There's a great book about these early maps called The Fourth Part of the World, by Toby Lester. Waldseemuller coined the word America, and the discovery of the lost map on which he printed this name makes a very interesting story.

Pasadena Adjacent said...

Great article Bellis. I even googled Hven

Petrea said...

Thanks, Bellis. Fixed.

Irina said...

Moscow, the size of Kremlin, which I totally walked in 1,5 hours 2 weeks ago... Amazing. These books radiate the interest of centuries of map-lovers. I need to reread Eco's "The name of rose", thank you for the idea).
I do not often comment, too busy, and your posts need attention and thinking and right words, just " Great!" does not work here.

Virginia said...

I can see why you were over the moon, P. These are marvelous. Well shot to mon amie!
V

HearkenCreative said...

Oh wow. Now I've got to get back over to Caltech to see these...and I love it: we're all a bunch of map fetishists! I remember when the Pasadena Map Company went out of business (over on East Colorado, across the street from the old Colorado Theatre), I went and bought a bunch of local maps that they were getting rid of because I couldn't bear to see them go in the trash. Maybe someday one of my great great grandchildren will donate that collection to Caltech...although my collection pales in comparison to these. Way to go, Bellis! And thank you for helping make these available to the public.

Petrea said...

Irina, I'm so glad you came by today! I thought of you when posting this.

Merci, Virginia!

Hearken/Loren, I seem to remember hearing about that. Maybe from you! I wish I'd been around to compete with you for some of those treasures.

pasadenapio said...

When I worked for a brief time (10 months) in the Public Affairs Office at San Diego State University, that office was on the fifth floor of the library right next to the rare books collection. I spent practically every lunch hour there, poring over the wondrous collection and getting a back-stage pass, as it were, to the non-public areas. It was a marvelous experience.

Kathy H said...

I think that "Ptolemy" is the coolest name because it begins with "Pt". I think you should change the spelling of your name to "Ptrea" in his honor.

Petrea said...

HAhahahahaha Kathy!

Look out, I just might.

PIO, I would have done the same thing.

Ms M said...

Fascinating! I love old maps!

Bellis said...

Ptrea is pterrific, Kathy!

Dianne Emley said...

I could get "lost" in those maps... :-) Very cool. Thanks for the post.

Katie said...

Stunning!

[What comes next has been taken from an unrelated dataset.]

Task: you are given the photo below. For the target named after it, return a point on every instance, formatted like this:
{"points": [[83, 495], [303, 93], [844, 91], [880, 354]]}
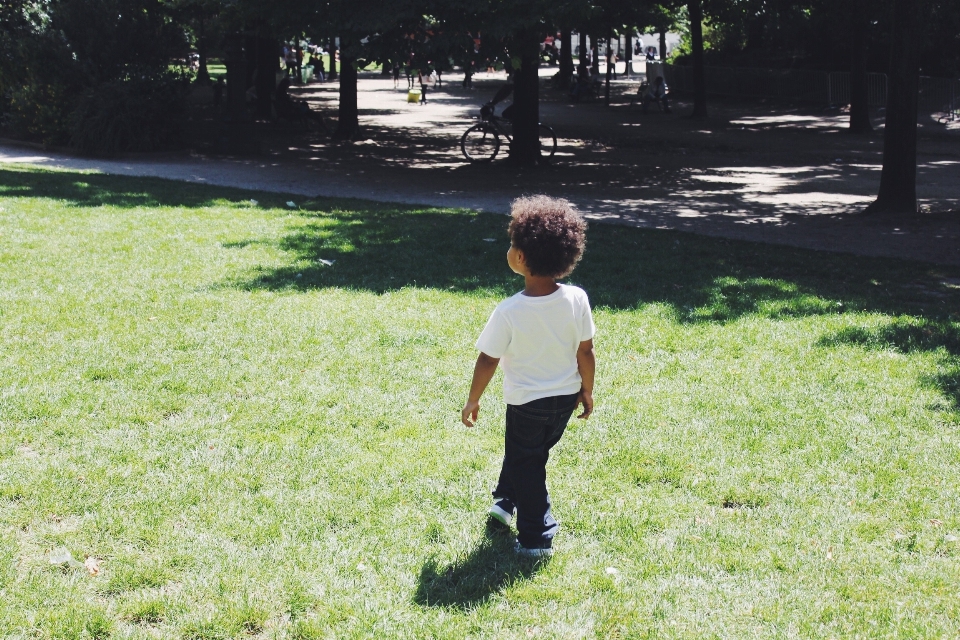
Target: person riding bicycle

Amazing how bright the colors still are. Bummer I won't be able to see the exhibit, but I look forward to reading the article.

Dina said...

Greetings Ptrea.
These are indeed wondrous creations.
Lucky you!

Petrea said...

I'm pleased this post has gotten a good response. I hope it means increased traffic to the second floor of the Parsons-Gates Hall of Administration at Caltech. I understand the exhibit will be up until March, is that correct, Bellis?

Gina said...

I will definitely be paying a visit to Parsons-Gates to look in person.

@Bellis, I didn't realize you wrote for E&S. I got my B.S. from Caltech and actually just applied for a science writer position there!

Susan Campisi said...

I read this the other day when I was in a hurry and came back to absorb the rich details. So cool. Just read Bellis' article too. Really great stuff. Can't wait to see the exhibit.

Amy said...

Wow. I mean, wow. This is amazing! What a truly awesome experience. :D Thanks for the great shots. I'll try to keep my drool on this side of the computer.